Ce lundi 8 mars, le président sénégalais a gagné un peu de temps avec la libération, sous contrôle judiciaire, d’Ousmane Sonko. En début de soirée, Macky Sall s’est adressé à la nation. Il a appelé au calme, mais n’a annoncé aucune mesure concrète.
Malgré les manifestations matinales, le Sénégal a vécu une journée plus calme que prévu. Lundi matin, le juge a relâché l’opposant nationaliste Ousmane Sonko, accusé du viol d’une jeune femme puis d’« apologie de la violence », qui est désormais placé sous contrôle judiciaire. Sonko a rejoint son domicile vers midi et a participé à une conférence de presse organisée par le Mouvement de défense de la démocratie (M2D), dont fait partie sa propre formation politique, les Patriotes du Sénégal pour le Travail, l’Ethique et la Fraternité (Pastef).

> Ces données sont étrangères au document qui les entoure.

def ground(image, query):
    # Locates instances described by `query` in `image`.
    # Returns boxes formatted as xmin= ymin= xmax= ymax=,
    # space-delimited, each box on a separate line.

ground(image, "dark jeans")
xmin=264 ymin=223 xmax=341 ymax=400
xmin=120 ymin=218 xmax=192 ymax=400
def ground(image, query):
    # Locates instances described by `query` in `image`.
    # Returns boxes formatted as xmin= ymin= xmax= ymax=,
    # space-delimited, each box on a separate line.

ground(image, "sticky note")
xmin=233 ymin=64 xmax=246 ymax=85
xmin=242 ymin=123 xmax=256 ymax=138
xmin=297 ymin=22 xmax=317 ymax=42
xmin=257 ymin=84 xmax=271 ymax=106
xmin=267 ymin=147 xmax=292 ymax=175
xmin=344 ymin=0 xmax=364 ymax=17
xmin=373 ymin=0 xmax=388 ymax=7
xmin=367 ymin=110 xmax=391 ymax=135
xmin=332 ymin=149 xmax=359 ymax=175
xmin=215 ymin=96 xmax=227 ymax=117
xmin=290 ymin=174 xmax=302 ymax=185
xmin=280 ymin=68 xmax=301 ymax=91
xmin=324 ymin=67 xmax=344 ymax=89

Les dignitaires soufis ont-ils lâché Sonko ?
Le 3 mars dernier, Ousmane Sonka avait mis en scène son trajet jusqu’à un tribunal de Dakar, filmant la scène pour ses comptes sur les réseaux sociaux. Il avait, suite à cela, été arrêté pour troubles à l’ordre public. Une arrestation qui avait déclenché des violences entre les forces de l’ordre et des émeutiers. Les violences se sont relativement calmées depuis mercredi dernier, mais elles ont refait surface vendredi après un appel à manifester de l’opposition.
Samedi, le dignitaire Mbacké, guide religieux de Sonko et khalife général des mourides soufis, avait demandé qu’aucune manifestation ne se déroule à Touba, la cité religieuse et sa demeure. Le chef musulman a aussi appelé à ce que les jeunes cessent les violences lors des manifestations. Le cheikh Saliou Mbacké a été présent aux côtés d’Ousmane Sonko lors de la précédente campagne présidentielle en 2019. Sonko avait terminé troisième, réunissant 15 % des suffrages.
Grand absent du mouvement pro-Sonko, ainsi que de la conférence de presse d’hier soir, Mbacké semble avoir lâché Ousmane Sonko. Une désolidarisation qui pourrait être due aux violences encouragées par l’élu d’opposition. Mais le khalife général des mourides soufis ne s’éloigne cependant pas complètement de Sonko : aucun dignitaire religieux ne s’est officiellement prononcé sur les charges de viol qui pèsent sur l’opposant.
Ousmane Sonko menace…
Lors de sa conférence de presse, Ousmane Sonko a appelé à continuer les manifestations, mais a insisté sur sa revendication principale, à savoir la libération des émeutiers arrêtés ces derniers jours. Il en a profité aussi pour menacer le président Macky Sall, en laissant planer une très hypothétique plainte devant la Cour Pénale Internationale (CPI).
A l’exception de cette menace, le discours d’Ousmane Sonko est resté paisible, à l’opposé de ses précédentes prises de paroles, lors desquelles il appelait à la révolte et se refusait à prononcer le nom du président Macky Sall.
Une heure plus tard, à 20 heures, le président Macky Sall s’est adressé à la nation lors d’un double discours en français et en wolof. Le président sénégalais a appelé à mettre fin aux émeutes. Dans son discours, Sall a tout d’abord présenté ses condoléances aux familles de ceux qui ont perdu la vie lors des manifestations. « Chaque vie perdue est un deuil pour la nation », a-t-il dit.
Néanmoins, Macky Sall a insisté sur la gravité des « dégâts matériels », sur les bâtiments publics saccagés et sur les entreprises pillées. Il a souligné qu’aucune excuse ne pouvait justifier les violences en cours. Le président a appelé la nation au calme et à s’exprimer de manière non violente.
Un dialogue avec la société civile, les responsable religieux et les syndicats
Macky Sall a poursuivi son discours en indiquant qu’il s’était réuni, ces derniers jours, avec différents représentants de la société civile, des instances religieuses, notamment catholiques, des ONG et des syndicats. Selon lui, toutes les personnalités rencontrées sont d’accord pour condamner les actes de violence de ces derniers jours.
Occultant l’arrestation d’Ousmane Sonko — Macky Sall a simplement redit que la justice était indépendante —, le président a joué la carte de l’unité, mettant le mécontentement sur le dos de la crise actuelle. « Je comprends vos crises et vos angoisses », a-t-il déclaré, sans toutefois proposer de solutions concrètes. « Ma priorité est la préservation de l’âme sénégalaise, ses sources de vie et d’épanouissement », a poursuivi le chef de l’Etat.